Nope. For N2, my advice would be to learn words more so than kanji in isolation and you can do that quite comfortably with any of the vocab. books for the N2.

To put it in an English perspective, there are lots of latin prefixes and suffixes and things, like we know 'ped' is related to foot and so on, but you don't need to know that to understand English. Ultimately it's about memorizing words and their meanings. If you have an interest in kanji from a linguistic perspective, go and have a look at all that "radical" stuff by all means - after you've taken the test :)

I've quite happily studied Japanese for nearly 20 years and done 1-kyuu several times and worked as a translator without really knowing too much about it.
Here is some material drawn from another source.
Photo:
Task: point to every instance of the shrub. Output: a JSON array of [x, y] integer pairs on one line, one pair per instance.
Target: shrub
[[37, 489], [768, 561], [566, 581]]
I can tell you some of the simple radicals like sanzui and kusakanmuri and know they relate to water and plants respectively, and stuff like that, but reading akibare's very knowledgeable post (and kudos to akibare for explaining it so well) made my eyes glaze over :)
15th-Aug-2010 05:02 am (UTC)
I do have an interest in kanji beyond getting my hands on an 1kyuu certificate, but I suppose I really should take it one step at a time.

I so admire you for having worked with Japanese translation, by the way. I've read a lot about how unbelievably hard it is, especially when it comes to literature and poetry. I hope to have a go at it when I have enough experience.

Thanks for taking the time to reply!

17th-Aug-2010 09:07 pm (UTC)
Basically, there's a traditional set of "radicals" that you'd use to look up characters in a traditional dictionary (where they're listed by only one radical, not every common element they contain). This set includes most--but not all--of the common elements that you see in lots of kanji.

Various modern books and methods, especially ones for foreigners, make up slightly different sets of radicals. Sometimes they call them other things like "primitives" or "elements". Also, lots of people call every component part of every kanji a "radical" (instead of saying that each kanji has 1 radical: the one it's listed under in the dictionary).

I do recommend that you study radicals a little bit, but I wouldn't waste huge amounts of time on it. You probably already know a lot of the common ones since lots of radicals are also separate characters (日, 月, 口, 水, etc.).